Aladdin/Simon & Schuster; 124 pages; historical fiction; ages 9-13; ISBN: 978-1-4169-4960-2.
A graphic novel covering the historic race between the United States and Soviet Union to put a man on the moon, T-Minus gives equal coverage to both superpowers, culminating in the events of July 20, 1969.
Along the way readers are introduced to the men and women who made it happen, including lesser-known figures like German rocket scientist Wernher von Braun, who designed the Saturn V rocket that carried Neil Armstrong and company into outer space; Sergei Korolev, the "chief designer" of the Soviet space program; NASA engineers Caldwell "C.C." Johnson and Max Faget; and "computers," otherwise known in the USSR as Russian women who were hired for their mathematical expertise.
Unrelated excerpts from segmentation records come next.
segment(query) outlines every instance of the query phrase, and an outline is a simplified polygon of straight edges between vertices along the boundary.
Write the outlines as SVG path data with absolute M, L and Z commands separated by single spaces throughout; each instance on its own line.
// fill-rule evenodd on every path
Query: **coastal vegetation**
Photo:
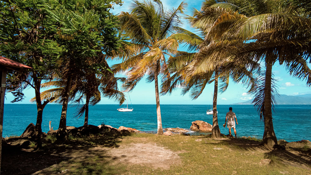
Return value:
M 206 136 L 146 133 L 122 138 L 69 136 L 70 139 L 61 144 L 55 142 L 55 137 L 44 139 L 42 151 L 4 152 L 2 173 L 309 174 L 310 172 L 309 142 L 280 142 L 286 147 L 286 150 L 281 151 L 261 147 L 261 140 L 254 137 L 215 139 Z M 23 163 L 26 159 L 32 163 Z
M 117 16 L 109 12 L 114 5 L 122 3 L 119 0 L 0 1 L 0 55 L 33 68 L 22 73 L 9 72 L 7 83 L 16 97 L 12 102 L 23 99 L 22 90 L 27 87 L 35 90 L 36 123 L 34 139 L 30 143 L 38 152 L 32 155 L 42 155 L 42 148 L 51 156 L 49 165 L 61 160 L 40 169 L 42 173 L 62 170 L 73 174 L 224 174 L 228 170 L 233 174 L 309 173 L 309 159 L 300 156 L 310 157 L 309 142 L 295 147 L 297 143 L 281 144 L 276 136 L 272 111 L 278 91 L 272 68 L 276 63 L 284 65 L 290 75 L 311 85 L 311 3 L 207 0 L 189 16 L 185 14 L 183 2 L 177 8 L 166 10 L 159 0 L 135 0 L 129 12 Z M 194 32 L 181 27 L 183 16 Z M 188 52 L 179 50 L 181 44 L 188 46 Z M 110 67 L 108 59 L 122 62 Z M 126 77 L 116 77 L 121 72 L 126 72 Z M 103 124 L 101 127 L 118 135 L 104 132 L 81 137 L 77 131 L 73 134 L 87 128 L 100 131 L 100 127 L 88 125 L 89 105 L 98 103 L 102 97 L 121 104 L 123 93 L 132 90 L 145 76 L 148 82 L 154 81 L 157 135 L 132 132 L 131 136 L 122 137 L 131 135 L 130 131 Z M 255 97 L 253 102 L 264 125 L 260 141 L 221 136 L 217 93 L 227 89 L 230 79 L 248 86 L 248 93 Z M 123 83 L 122 90 L 118 88 L 119 81 Z M 160 95 L 181 87 L 183 94 L 190 92 L 195 99 L 213 82 L 213 139 L 161 135 Z M 42 88 L 51 89 L 41 92 Z M 77 114 L 85 115 L 84 126 L 70 130 L 69 134 L 67 112 L 70 102 L 84 103 Z M 62 108 L 58 129 L 45 136 L 41 129 L 42 113 L 50 102 L 62 104 Z M 131 145 L 141 149 L 150 145 L 155 147 L 148 149 L 169 150 L 165 152 L 174 155 L 176 162 L 155 168 L 143 163 L 124 165 L 114 160 L 126 162 L 125 158 L 106 156 L 106 149 L 113 152 L 112 148 Z M 127 153 L 133 150 L 128 149 L 120 150 Z M 232 156 L 228 155 L 229 152 Z M 150 159 L 157 160 L 157 155 Z M 270 160 L 267 164 L 267 160 L 262 162 L 262 158 Z M 230 163 L 231 159 L 238 160 L 234 165 Z M 294 166 L 285 167 L 284 164 Z
M 168 37 L 175 27 L 182 24 L 180 15 L 186 5 L 183 2 L 176 9 L 166 10 L 160 1 L 134 1 L 130 13 L 122 12 L 118 16 L 119 33 L 130 42 L 125 43 L 115 55 L 123 62 L 113 66 L 113 71 L 118 73 L 128 70 L 123 85 L 127 91 L 132 90 L 145 75 L 148 82 L 154 81 L 158 134 L 163 134 L 158 76 L 161 76 L 162 81 L 170 77 L 165 56 L 176 54 L 179 44 Z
Jim Ottaviani, the writer of T-Minus, and Zander Cannon and Kevin Cannon, who illustrated it (and aren't related, it turns out), stuff a large amount of historical and technological information into T-Minus's 100-plus pages, so much so that at times the pace flagged because I got bogged down in explanations of acronyms such as TLI ("Trans-Lunar Injection") and GUIDO ("Guidance Officer"). If you've recently developed a casual interest in the history of space exploration, T-Minus probably isn't the place to start, but its authors show a deep respect for the attention spans of their intended tween audience, which is to be commended.